In this circuit the JFETs work as buffers (source followers). Even without amplification a buffer can add noise. Here the main noise sources are likely the 560 K resistors.

To adjust the offset of the OP and JFETs separately, one could shorten out the OPs inputs and than adjust the OPs offset (toward the point where the output will change sign. This should to a large extend adjust the OPs offset by its own.
After that the JFETs can be adjusted with something like a resistor in parallel to R1210 or R1211 (depending on the sign). This could be a rather high resistance (e.g. > 1 M) - a series resistor would be possible too.

Another option would be to set the offset pot to about center and than do a first rough adjustment at the FETs (e.g to less than 10 mV) and than do the fine adjust at the OP.

[David Hess]

I would start with a bypass capacitor across R1212.  It's high value combined with the capacitance of the JFET may be enough to cause a problem.

C1201 is largely useless because of the low JFET source resistance.  A pair of resistors could be placed between the JFET sources and operational amplifier inputs to make C1201 more useful however bypassing R1212 is easier to do.  Increasing the value of C1201 would be my last choice.  As shown I might remove it.

The 741 could be replaced with a slower operational amplifier.

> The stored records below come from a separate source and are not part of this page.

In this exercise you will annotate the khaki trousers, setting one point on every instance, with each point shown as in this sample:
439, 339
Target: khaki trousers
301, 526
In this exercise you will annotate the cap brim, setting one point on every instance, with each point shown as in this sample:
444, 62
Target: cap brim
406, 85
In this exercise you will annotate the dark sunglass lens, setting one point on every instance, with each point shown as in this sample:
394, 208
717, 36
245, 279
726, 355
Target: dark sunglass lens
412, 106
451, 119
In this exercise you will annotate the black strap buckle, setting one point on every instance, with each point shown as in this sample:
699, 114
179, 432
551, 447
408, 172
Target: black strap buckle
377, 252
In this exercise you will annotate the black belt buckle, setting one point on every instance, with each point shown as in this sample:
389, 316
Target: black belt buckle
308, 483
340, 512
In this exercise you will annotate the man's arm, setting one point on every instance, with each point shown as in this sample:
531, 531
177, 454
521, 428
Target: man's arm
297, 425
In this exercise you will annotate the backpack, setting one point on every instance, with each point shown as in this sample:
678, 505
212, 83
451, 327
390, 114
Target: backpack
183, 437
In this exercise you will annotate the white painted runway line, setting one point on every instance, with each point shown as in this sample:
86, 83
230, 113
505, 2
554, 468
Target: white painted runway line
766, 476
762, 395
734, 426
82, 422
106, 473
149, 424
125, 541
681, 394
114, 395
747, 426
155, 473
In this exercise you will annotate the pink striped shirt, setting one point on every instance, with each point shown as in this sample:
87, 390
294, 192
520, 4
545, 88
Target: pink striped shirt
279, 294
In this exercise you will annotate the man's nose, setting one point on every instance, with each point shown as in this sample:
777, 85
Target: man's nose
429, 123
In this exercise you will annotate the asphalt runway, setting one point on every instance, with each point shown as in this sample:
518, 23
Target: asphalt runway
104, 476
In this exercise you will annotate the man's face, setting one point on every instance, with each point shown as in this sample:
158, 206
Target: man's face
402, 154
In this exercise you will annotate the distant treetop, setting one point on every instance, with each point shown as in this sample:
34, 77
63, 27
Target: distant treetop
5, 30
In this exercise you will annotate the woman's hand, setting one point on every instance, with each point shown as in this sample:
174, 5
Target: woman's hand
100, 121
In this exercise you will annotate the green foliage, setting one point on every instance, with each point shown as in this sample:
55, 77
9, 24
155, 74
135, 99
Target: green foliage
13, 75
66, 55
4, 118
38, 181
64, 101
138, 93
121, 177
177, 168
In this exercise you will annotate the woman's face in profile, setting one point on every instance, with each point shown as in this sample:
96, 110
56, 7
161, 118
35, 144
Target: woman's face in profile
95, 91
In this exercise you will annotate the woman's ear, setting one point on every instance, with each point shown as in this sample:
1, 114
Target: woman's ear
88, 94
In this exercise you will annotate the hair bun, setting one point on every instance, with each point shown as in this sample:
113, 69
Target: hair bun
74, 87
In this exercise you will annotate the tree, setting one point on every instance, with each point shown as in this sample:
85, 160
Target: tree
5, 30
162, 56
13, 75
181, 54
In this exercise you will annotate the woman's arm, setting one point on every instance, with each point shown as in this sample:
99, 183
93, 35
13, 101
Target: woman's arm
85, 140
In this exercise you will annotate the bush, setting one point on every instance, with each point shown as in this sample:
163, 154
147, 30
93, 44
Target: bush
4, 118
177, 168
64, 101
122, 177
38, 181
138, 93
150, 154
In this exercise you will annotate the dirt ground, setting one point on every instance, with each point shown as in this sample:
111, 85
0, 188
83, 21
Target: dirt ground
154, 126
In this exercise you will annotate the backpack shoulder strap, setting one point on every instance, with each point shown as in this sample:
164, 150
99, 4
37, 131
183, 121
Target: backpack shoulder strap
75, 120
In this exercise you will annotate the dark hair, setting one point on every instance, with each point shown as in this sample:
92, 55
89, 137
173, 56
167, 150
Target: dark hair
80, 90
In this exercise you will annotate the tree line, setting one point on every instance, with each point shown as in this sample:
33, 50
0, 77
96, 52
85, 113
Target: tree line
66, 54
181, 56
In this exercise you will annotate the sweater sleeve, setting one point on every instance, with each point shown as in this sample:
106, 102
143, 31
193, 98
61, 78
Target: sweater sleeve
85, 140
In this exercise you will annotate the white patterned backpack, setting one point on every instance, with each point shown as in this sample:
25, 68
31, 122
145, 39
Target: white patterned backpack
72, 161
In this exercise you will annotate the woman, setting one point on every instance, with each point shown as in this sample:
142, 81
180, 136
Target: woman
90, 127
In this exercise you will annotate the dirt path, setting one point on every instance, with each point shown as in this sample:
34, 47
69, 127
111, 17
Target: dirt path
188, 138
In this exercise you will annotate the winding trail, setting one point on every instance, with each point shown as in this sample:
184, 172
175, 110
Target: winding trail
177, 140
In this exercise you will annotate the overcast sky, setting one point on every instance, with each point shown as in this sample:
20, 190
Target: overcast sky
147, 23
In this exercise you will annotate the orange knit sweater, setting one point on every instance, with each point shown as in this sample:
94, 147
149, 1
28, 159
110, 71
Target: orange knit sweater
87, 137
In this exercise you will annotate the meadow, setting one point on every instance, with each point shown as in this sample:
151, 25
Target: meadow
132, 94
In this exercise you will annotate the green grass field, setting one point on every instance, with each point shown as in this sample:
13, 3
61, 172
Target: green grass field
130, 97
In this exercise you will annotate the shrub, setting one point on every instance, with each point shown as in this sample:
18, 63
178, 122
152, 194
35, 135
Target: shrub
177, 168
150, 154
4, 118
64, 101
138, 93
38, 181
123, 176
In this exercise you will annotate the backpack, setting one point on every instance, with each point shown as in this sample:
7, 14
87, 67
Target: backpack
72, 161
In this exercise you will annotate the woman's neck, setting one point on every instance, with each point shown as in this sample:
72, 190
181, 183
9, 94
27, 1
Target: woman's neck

Or replace the whole circuit with precision JFET/CMOS operational amplifier or maybe an LM308/LM11 or LT1008/LT1012/LT1097.

[TheUnnamedNewbie]

Or replace the whole circuit with precision JFET/CMOS operational amplifier or maybe an LM308/LM11 or LT1008/LT1012/LT1097.

I think that might be the easiest option. I will see what amplifiers I have laying around.

[David Hess]

Or replace the whole circuit with precision JFET/CMOS operational amplifier or maybe an LM308/LM11 or LT1008/LT1012/LT1097.

I think that might be the easiest option. I will see what amplifiers I have laying around.

I only suggested this for if the simple solutions do not work.  Installing a low input bias current precision amplifier would likely be easier than finding a replacement for the dual JFET.